The road ahead was completely dark. There was forest on either side of them. No traffic, not even distant headlights. There was no way to tell how long it would be before they reached their destination.
Now or never.
Holliday leaned forward slightly. The guard in the front seat tensed, his hand going toward his holstered weapon.
“Kellerman?”
“Yes?”
Holliday whispered in his ear.
“Fick’ dich selber, du Arschloch.”
He let the pencil he’d palmed from Drabeck’s pocket in the parking lot drop down his sleeve and into his right hand. He swept his arm up back-handed across Peggy’s front, plunging the sharpened point of the pencil into Stefan’s right eye and deep into the frontal portion of his brain, killing him instantly. A single shriek died half-stillborn in Stefan’s throat. Fluid from the burst eyeball drained down his cheek.

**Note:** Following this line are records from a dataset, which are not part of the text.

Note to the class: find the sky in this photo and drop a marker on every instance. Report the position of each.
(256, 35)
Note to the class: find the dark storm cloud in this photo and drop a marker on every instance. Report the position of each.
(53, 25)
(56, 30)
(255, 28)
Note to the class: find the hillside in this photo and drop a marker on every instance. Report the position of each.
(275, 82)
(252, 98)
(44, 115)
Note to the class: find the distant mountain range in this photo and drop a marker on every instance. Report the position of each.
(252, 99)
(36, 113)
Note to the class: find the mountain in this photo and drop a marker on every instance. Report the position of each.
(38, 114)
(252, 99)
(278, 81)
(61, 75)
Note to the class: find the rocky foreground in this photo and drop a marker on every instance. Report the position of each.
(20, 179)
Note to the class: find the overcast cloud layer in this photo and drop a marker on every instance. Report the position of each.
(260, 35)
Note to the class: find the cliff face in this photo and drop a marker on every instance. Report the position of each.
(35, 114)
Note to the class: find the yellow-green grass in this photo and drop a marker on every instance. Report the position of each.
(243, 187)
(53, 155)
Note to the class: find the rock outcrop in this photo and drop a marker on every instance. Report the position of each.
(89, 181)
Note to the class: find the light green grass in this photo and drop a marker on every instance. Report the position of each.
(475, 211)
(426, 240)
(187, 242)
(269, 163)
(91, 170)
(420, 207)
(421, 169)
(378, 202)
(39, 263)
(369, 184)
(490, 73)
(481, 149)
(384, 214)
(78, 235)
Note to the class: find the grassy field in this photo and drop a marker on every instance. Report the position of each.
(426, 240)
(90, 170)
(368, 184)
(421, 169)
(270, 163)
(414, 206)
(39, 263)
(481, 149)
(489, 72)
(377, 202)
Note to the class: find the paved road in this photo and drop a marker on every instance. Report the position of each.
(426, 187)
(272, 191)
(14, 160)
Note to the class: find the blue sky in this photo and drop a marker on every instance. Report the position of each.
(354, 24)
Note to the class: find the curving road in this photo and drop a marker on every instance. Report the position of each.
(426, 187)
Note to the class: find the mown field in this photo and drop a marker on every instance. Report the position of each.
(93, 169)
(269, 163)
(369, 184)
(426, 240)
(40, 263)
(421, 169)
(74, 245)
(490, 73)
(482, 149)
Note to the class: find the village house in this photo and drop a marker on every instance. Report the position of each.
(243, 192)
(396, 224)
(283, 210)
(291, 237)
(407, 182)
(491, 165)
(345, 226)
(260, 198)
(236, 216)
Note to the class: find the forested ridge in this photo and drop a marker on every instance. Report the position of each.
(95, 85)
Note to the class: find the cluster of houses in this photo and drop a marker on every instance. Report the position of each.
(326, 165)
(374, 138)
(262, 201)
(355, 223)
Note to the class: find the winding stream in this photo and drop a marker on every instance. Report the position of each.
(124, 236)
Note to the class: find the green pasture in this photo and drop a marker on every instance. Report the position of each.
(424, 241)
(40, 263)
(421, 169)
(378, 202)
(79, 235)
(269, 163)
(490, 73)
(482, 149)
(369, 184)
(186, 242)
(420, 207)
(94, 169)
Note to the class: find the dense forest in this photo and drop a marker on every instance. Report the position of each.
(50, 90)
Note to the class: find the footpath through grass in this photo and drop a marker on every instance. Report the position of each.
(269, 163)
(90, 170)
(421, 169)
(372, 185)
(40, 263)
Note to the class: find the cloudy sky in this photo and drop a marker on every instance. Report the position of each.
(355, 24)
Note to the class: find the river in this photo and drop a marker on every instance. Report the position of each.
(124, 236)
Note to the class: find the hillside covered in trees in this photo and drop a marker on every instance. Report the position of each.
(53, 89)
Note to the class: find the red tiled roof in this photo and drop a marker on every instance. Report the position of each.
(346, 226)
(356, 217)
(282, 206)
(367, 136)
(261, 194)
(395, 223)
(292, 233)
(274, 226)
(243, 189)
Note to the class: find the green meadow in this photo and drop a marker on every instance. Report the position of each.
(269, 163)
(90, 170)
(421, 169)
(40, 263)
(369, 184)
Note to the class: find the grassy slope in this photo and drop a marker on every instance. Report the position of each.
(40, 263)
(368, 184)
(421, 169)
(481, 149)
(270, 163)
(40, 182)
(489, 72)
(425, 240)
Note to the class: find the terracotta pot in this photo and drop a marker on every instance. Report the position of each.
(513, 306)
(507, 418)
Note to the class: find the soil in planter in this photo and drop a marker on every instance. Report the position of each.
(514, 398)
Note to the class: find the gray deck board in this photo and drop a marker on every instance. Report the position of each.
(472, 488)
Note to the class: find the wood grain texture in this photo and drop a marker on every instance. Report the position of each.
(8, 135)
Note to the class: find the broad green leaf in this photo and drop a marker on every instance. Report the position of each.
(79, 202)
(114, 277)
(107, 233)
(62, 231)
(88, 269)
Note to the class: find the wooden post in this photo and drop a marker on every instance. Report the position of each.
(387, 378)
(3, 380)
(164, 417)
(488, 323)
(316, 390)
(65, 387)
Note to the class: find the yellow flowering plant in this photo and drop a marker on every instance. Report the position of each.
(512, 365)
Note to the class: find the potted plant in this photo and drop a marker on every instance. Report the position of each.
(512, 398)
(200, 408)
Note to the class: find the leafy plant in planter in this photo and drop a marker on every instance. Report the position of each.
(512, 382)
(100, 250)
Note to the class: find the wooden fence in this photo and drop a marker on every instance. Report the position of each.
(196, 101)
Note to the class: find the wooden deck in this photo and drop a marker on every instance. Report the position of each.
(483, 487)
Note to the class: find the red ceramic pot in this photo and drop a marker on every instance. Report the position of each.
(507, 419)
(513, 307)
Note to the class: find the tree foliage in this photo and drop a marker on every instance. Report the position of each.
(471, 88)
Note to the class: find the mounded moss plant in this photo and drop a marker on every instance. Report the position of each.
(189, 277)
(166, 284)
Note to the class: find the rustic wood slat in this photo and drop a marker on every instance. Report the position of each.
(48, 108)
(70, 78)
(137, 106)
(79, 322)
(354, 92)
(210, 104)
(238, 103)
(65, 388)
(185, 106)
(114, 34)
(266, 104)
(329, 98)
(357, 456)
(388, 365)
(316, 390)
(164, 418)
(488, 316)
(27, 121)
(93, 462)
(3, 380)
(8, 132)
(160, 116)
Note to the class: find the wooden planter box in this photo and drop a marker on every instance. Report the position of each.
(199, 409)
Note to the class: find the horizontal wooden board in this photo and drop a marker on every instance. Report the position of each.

Leaving the pencil in place, Holliday dropped his hand into the dead man’s lap, prying the big automatic from his nerveless fingers. He thumbed down the safety, and, twisting his body while leaning over Peggy, covering her, he fired repeatedly into the rear of the front seat.
Upholstery exploded and the bullets took the security guard in the groin and belly, the concussions from each shot filling the interior of the car with a sound like raging thunder. The man twisted and jerked, screaming as he flopped back against the dashboard. Lifting the heavy pistol above the back of the seat, Holliday fired twice more, hitting the security guard in the throat and face. There was a humpty-dumpty instant as the man’s head burst open, spraying the front seat and the windshield with blood, brains, and bone chips. Kellerman swerved, tires squealing as the car almost went off the road. Holliday jammed the muzzle of the pistol under Kellerman’s collar.
“Pull over,” he ordered. “Now.”
Silently, Kellerman did as he was told, guiding the big car onto the gravel shoulder. The inside of the car smelled like blood and gunpowder. Holliday worked his jaw back and forth; his ears were ringing. Adrenaline was rushing through his system, and his stomach was roiling. Most other times and places he would have been sick. He swallowed bile.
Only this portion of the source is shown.